Mg–1Al–0.7Ca in wt% (AX10) and Mg–1Al–0.7Ca–0.7Y (AXW100) alloys were cast in an iron crucible under a protective atmosphere of Ar and SF₆ mixture. After pouring the melt, the crucible was quenched in water. The chemical compositions measured by spark optical emission spectroscope (spark OES) were Mg–1.25Al–0.60Ca and Mg–0.94Al–0.68Ca–0.64Y for the AX10 and AXW100 alloys, respectively. The as-cast macrostructures of the AX10 and AXW100 alloys are shown in Fig. S1 in the supplementary material. The average grain size of the AX10 and AXW100 alloys are 810 \(\upmu\text{m}\) and 1750 \(\upmu\text{m}\), respectively.

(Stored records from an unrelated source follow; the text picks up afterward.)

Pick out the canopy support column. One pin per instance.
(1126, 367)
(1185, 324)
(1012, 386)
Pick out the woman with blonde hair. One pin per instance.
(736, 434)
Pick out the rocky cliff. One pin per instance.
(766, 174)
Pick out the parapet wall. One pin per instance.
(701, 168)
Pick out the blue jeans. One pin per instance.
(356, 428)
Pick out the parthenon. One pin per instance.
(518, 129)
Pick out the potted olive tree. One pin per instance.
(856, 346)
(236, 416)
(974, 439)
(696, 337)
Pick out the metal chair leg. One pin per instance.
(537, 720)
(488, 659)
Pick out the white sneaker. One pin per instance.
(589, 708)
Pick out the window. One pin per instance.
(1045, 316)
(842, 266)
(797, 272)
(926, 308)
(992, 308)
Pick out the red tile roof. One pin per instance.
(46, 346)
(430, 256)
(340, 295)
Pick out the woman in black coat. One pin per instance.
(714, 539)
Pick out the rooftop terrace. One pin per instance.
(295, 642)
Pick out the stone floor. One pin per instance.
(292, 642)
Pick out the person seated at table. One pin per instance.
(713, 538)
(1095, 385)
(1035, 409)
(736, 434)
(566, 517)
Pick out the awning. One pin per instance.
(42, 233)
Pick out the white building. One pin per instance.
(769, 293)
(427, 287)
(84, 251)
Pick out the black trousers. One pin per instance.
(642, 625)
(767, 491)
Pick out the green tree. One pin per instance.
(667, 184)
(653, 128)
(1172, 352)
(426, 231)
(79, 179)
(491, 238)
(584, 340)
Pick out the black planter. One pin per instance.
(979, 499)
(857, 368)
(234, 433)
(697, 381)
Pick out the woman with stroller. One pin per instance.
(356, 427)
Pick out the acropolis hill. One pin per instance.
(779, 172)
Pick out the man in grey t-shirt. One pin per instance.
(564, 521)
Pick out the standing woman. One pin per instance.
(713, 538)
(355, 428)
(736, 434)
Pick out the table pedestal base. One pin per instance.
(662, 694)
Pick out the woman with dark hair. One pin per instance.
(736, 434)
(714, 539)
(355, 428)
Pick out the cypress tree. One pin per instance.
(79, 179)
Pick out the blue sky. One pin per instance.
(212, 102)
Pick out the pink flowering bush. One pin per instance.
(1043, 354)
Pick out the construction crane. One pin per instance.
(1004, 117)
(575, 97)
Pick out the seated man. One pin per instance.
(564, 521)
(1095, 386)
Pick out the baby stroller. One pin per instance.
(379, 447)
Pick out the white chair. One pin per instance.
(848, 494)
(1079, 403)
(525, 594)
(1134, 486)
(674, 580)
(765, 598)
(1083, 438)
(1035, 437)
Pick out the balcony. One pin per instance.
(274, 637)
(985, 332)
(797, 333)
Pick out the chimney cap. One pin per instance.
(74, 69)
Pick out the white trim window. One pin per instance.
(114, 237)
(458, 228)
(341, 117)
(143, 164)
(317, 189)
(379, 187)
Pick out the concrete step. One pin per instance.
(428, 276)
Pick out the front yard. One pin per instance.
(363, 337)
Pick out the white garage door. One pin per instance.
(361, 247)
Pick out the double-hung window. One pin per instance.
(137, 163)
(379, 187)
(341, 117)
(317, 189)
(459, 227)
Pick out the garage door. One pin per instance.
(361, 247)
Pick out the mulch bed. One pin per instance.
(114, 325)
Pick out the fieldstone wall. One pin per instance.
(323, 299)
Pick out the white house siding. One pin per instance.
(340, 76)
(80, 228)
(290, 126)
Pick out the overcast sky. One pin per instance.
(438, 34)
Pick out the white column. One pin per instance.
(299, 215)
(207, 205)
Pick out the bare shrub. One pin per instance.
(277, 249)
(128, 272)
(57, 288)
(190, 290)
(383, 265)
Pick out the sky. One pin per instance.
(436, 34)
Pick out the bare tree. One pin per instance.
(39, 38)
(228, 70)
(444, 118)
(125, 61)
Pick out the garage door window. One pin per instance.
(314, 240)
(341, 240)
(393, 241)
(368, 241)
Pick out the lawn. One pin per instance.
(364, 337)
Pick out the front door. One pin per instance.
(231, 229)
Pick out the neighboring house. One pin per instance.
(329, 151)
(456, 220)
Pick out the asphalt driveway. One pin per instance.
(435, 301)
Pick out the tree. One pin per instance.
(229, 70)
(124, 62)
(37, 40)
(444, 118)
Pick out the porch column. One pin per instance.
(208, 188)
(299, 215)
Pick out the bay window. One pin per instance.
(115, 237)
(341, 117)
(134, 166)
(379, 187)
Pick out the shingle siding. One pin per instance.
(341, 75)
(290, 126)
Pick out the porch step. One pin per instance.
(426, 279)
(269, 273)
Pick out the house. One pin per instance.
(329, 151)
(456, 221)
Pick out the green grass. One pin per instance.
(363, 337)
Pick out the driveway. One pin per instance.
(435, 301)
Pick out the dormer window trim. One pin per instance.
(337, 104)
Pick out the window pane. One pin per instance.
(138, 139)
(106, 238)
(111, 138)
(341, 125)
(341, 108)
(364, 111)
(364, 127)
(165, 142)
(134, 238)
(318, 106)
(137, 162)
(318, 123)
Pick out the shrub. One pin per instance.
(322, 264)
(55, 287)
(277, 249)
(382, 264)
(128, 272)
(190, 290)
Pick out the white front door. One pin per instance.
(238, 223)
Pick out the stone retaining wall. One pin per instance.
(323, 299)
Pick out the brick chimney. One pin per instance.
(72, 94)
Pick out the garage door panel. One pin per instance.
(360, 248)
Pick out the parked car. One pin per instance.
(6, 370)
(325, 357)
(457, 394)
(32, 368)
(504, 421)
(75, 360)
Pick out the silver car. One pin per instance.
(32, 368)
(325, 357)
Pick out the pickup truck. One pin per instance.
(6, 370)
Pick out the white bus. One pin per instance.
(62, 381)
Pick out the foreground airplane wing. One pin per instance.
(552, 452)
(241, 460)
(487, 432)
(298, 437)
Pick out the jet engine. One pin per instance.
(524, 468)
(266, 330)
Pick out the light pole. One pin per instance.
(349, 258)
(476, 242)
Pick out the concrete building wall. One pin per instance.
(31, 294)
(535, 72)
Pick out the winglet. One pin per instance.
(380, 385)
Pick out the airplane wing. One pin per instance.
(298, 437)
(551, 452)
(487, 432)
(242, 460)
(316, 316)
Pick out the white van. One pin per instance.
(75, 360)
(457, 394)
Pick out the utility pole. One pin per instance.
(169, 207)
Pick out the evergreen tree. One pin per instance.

The rolling billets with a thickness of 10 mm were machined from the cast materials after the homogenization at 450 °C for 13 h, and then hot rolled at 450 °C to a final thickness of 1.2 mm with the step reduction degree of 10–20%. Intermediate annealing of the rolled sheet was conducted at 450 °C for 10 min prior to each rolling step. The rolled samples were solution treated at 500 °C for 3 h, and the aging treatments were performed at 250 °C up to 7200 s. Both heat treatments were conducted by using a fluidized sand furnace to ensure a homogeneous thermal distribution in the sample and precise annealing time. The hardness was measured using a Vickers hardness tester under a load of HV0.5 and was recorded as an average of 10 measurements at the longitudinal section of the aged sheet samples. Tensile tests were performed using the homogenized and peak-aged tensile samples with 40 mm in length and 18 mm in gauge length based on the DIN 50125, along the RD and TD at room temperature. The texture of the homogenized sheets was measured using a Panalytical X-ray diffractometer and Cu \({\text{K}}_{\alpha}\) radiation. The (0002) pole figures were recalculated using MTEX⁴⁵. Specimens for TEM analysis were mechanically ground to a thickness of 100 µm then punched into a disk with 3 mm diameter. The disks were then electro-polished in a solution of 1.5% HClO₄ with ethanol at − 30 °C, using a twin-jet polisher (Fischione, Model 110). TEM, STEM and EDS analysis were carried out using a JEOL JEM-F200 microscope.